Every Saturday I look forward to reading my friend Kimberly's blog, 1st in Maine, about a special moment, person, or event that has given her cause to "celebrate" during the week.  

Today her tribute to her daughter made me smile, laugh, and want to share also, so I am linking up with Ruth Ayres as well!

Last week I was at that point of exhaustion and despair that only teachers who are trying to close out the school year, finish progress reports, attend data-review meetings, and pack up their classrooms can understand.  I was feeling and thinking that maybe working as a coffee shop barista was a kinder, gentler, less frustrating profession.

But then two dear and long-time colleagues of mine, reminded me of all the good things that I bring to school with me every day that really can't be documented. The following observations they shared buoyed me and calmed my waters of discontent. They made me feel appreciated, and re-focused my attention on the good things that happen in Room #2.  Today I celebrate Shawn and Pam, and thank them for "filling my bucket" with these compliments...
...the way you use humor to modify behavior and rhyming catch phrases to develop listening and oral language skills is so age-appropriate for your kids.

...your students LOVE books, Jennifer.....and that is because of you.

The smiles on your kids' faces when you share your music may not be quantified on a graph, but they are evidence of engaged, happy learners who don't even know that they are building language skills while they sing along with you!

There is always a lot of laughter in your lessons.  You are not afraid to be silly.  That makes for a happy learning environment full of comfortable kids.

You know your children very well, Jennifer.  You take the time to talk WITH them, not at them.  You listen and ask questions.  You respect them as little people with diverse interests and personalities.  You let them march to their own drummer!

These comments from my valued peers reminded me that my emphasis on teaching and reaching the "whole child," an approach that some now deem not "rigorous" or "fast-paced" enough, is one that makes for a caring, safe and positive classroom environment that young children these days so badly need and want.  I am sure that none of the qualities mentioned above are on the new teacher evaluation checklist that is being implemented next year though, so I will just have to continue to "fill my own bucket" and the "buckets" of the children in my care.  I will just have to know in my heart that we accomplish great things together.  I will just have to continue to CELEBRATE what makes each one of us unique and special.  I hope that you will too....


  1. Many thanks for the support and shout out.
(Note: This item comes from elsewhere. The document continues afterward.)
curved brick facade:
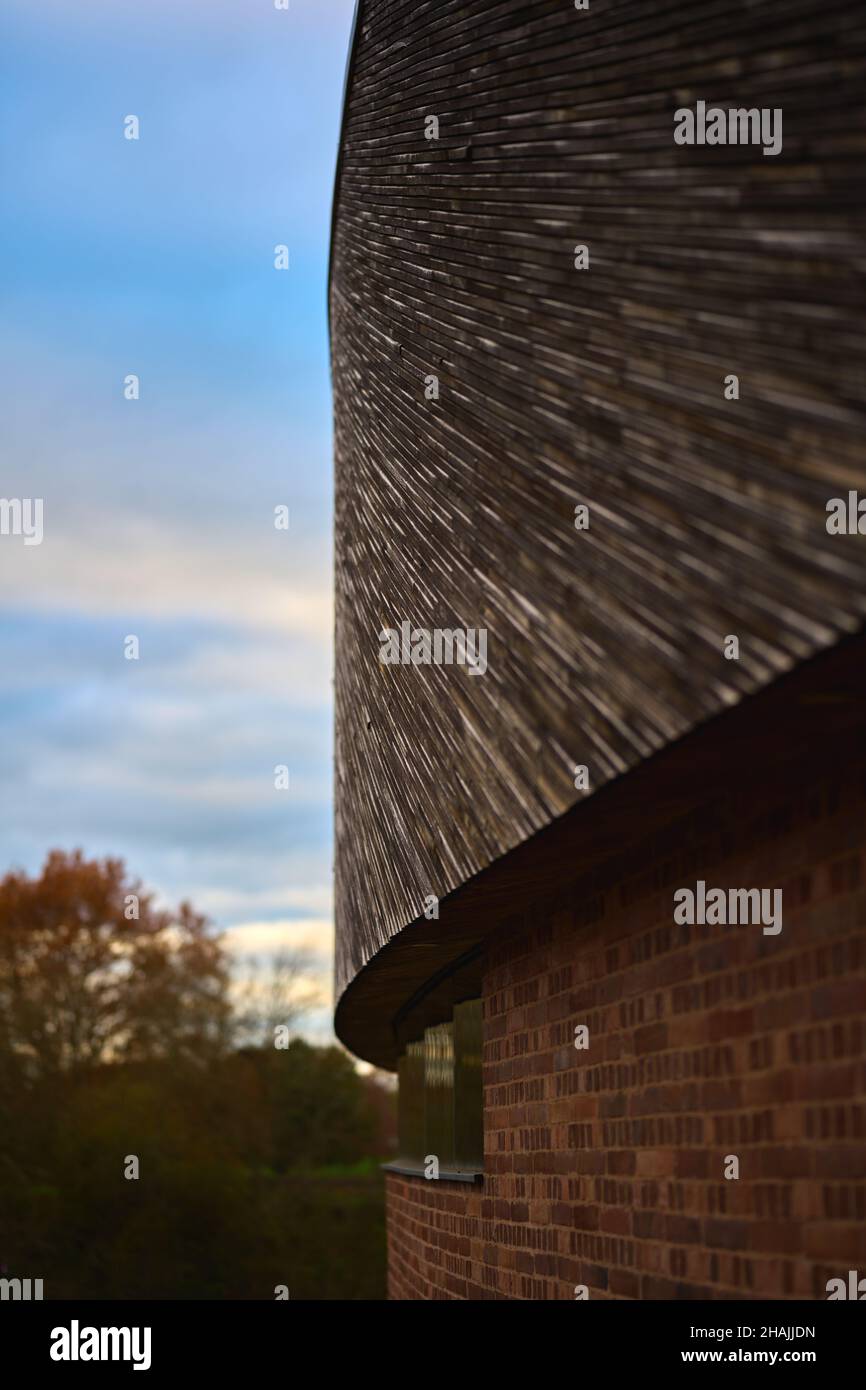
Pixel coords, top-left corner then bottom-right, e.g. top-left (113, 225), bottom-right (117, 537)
top-left (388, 745), bottom-right (866, 1300)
It is so important to find supporters and mentors where ever we may find ourselves. Good for you for recognizing them when they are here.
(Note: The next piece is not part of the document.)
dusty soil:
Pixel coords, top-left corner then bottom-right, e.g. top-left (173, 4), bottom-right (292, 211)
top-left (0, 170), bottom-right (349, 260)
    1. Thanks for being my Mentor in Maine! Know that I will be here to uplift you if next year's grade level switch seems overwhelming at times! I taught first grade for seven years and then moved up! Be not afraid!
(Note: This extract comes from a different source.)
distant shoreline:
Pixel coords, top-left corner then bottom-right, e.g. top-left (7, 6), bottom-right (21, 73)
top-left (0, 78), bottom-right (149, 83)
  2. Your weaving of friends' words with inspirational images worked well. It was like poetry for two voices. I don't think I have ever seen the word "love" on teacher evaluation list. I am happy that you had your colleagues sharing their appreciation. I find it often more valuable than any administrative checklist.

    1. Dear Terje,
      My senior high school Advanced Composition teacher, Sr. Mary Rose Crupp, is smiling benevolently down from heaven at your "it was like poetry for two voices" comment. Know that it touched my heart and will inspire me to continue "sharing my story" here. Thanks so much!